School of Built Environment & Development Studies

Masters in Populations Studies graduate Ms Bontle Segobe.
Masters in Populations Studies graduate Ms Bontle Segobe.
Masters in Populations Studies graduate Ms Bontle Segobe.
Masters in Populations Studies graduate Ms Bontle Segobe.

University of KwaZulu-Natal master’s graduate, Ms Bontle Segobe, delved into the drug, whoonga, and the risky sexual behaviour associated with it.

Segobe graduated with a master’s in Populations Studies following her research into substance abuse (whoonga) and risky sexual behaviour of drug addicts in Durban.

‘I chose this topic because of a close friend who has been struggling to quit Whoonga for many years. I wanted to understand the perspective and experience of Whoonga users,’ said Segobe.

She explained that whoonga was a mixture of the antiretroviral drugs, dagga (marijuana) or heroin and several other substances, including chemicals found in detergents and even rat poison.

‘South African youth have been experimenting with drugs by creating new and even more dangerous drugs. This has led to young people engaging in risky sexual behaviour while under the influence.

‘If substance use leads to unsafe sexual activity, understanding the dynamics of this relationship could contribute towards the research on educational and preventative efforts to contain the spread of HIV, as well as the rapid increase in unwanted pregnancies,’ said Segobe.

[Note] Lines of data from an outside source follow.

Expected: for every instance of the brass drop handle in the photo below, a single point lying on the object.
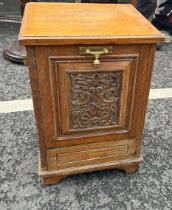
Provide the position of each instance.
(97, 54)
(96, 51)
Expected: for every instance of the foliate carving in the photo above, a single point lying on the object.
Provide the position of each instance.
(94, 99)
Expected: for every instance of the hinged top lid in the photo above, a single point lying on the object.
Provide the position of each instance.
(75, 23)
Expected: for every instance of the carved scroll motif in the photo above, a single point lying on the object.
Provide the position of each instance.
(94, 99)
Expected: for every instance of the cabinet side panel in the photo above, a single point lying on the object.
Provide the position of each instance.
(31, 61)
(143, 80)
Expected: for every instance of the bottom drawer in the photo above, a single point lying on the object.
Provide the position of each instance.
(88, 154)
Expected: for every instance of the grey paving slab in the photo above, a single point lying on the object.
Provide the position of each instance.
(14, 78)
(162, 72)
(150, 188)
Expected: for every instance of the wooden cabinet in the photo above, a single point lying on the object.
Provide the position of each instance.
(90, 75)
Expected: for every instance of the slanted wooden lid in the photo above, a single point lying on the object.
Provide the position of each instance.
(76, 23)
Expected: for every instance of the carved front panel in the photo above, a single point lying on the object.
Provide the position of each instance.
(94, 99)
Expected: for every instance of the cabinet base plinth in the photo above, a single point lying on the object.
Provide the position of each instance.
(54, 176)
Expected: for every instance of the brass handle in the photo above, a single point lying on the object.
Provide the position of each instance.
(96, 51)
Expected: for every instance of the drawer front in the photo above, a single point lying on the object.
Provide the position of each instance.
(90, 154)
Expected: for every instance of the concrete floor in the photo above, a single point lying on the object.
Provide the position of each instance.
(21, 188)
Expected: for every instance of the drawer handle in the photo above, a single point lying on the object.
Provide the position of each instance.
(96, 51)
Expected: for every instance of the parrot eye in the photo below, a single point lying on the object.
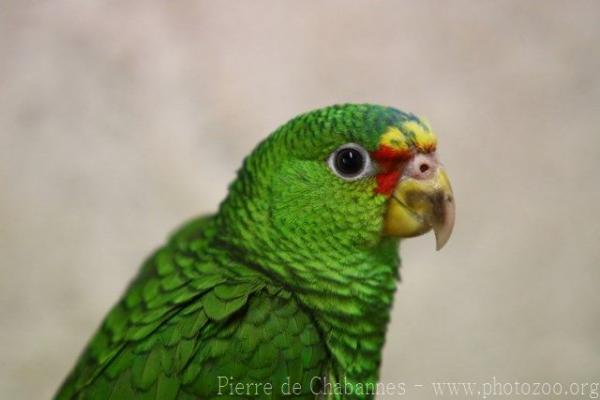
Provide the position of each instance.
(350, 162)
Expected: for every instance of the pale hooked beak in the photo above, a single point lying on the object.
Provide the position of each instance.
(422, 200)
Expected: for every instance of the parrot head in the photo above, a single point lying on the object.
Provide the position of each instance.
(344, 178)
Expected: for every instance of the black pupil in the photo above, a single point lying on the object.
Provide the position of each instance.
(349, 162)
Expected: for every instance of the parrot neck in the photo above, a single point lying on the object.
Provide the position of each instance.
(347, 290)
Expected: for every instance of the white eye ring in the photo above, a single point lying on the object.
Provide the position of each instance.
(350, 162)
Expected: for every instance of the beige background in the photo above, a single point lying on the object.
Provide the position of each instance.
(120, 119)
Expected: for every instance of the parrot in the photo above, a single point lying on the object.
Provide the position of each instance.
(287, 290)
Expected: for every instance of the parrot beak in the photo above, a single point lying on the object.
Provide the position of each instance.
(421, 201)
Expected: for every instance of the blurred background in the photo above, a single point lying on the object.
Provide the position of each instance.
(121, 119)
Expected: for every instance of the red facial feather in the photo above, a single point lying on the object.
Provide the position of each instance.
(389, 159)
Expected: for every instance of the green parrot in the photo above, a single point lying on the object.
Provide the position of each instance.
(287, 290)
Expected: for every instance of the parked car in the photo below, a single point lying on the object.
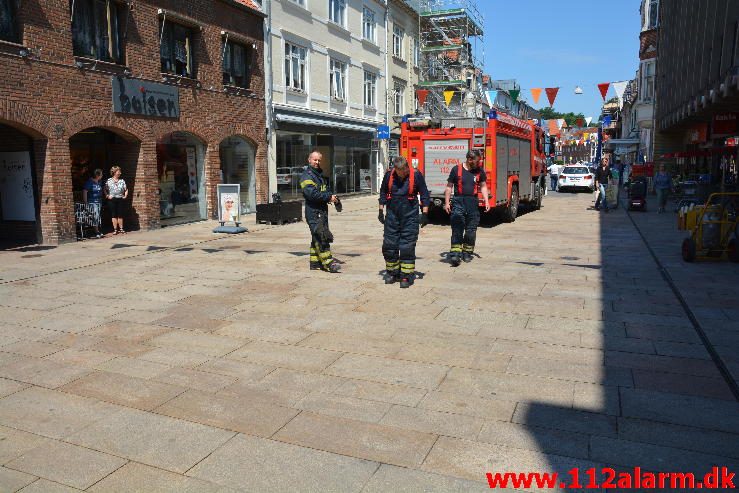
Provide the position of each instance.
(576, 177)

Her study found that most young people, especially women engage in risky sexual behaviour to obtain money or drugs to feed their addiction. ‘All Whoonga addicts think about is when and how to get money for their next bag of Whoonga,’ she said.

She said little research has been done on the relationship between Whoonga use and risky sexual behaviours among young previously active users, therefore she believes her study will bridge that gap.

Segobe thanked her supervisor Professor Pranitha Maharaj, family and friends for their love and support.

She plans to enrol for a PhD in Populations studies and continue her research into the use of Whoonga in South Africa.

Her advice to other researchers was to choose a topic that was close to their heart and what they were passionate about.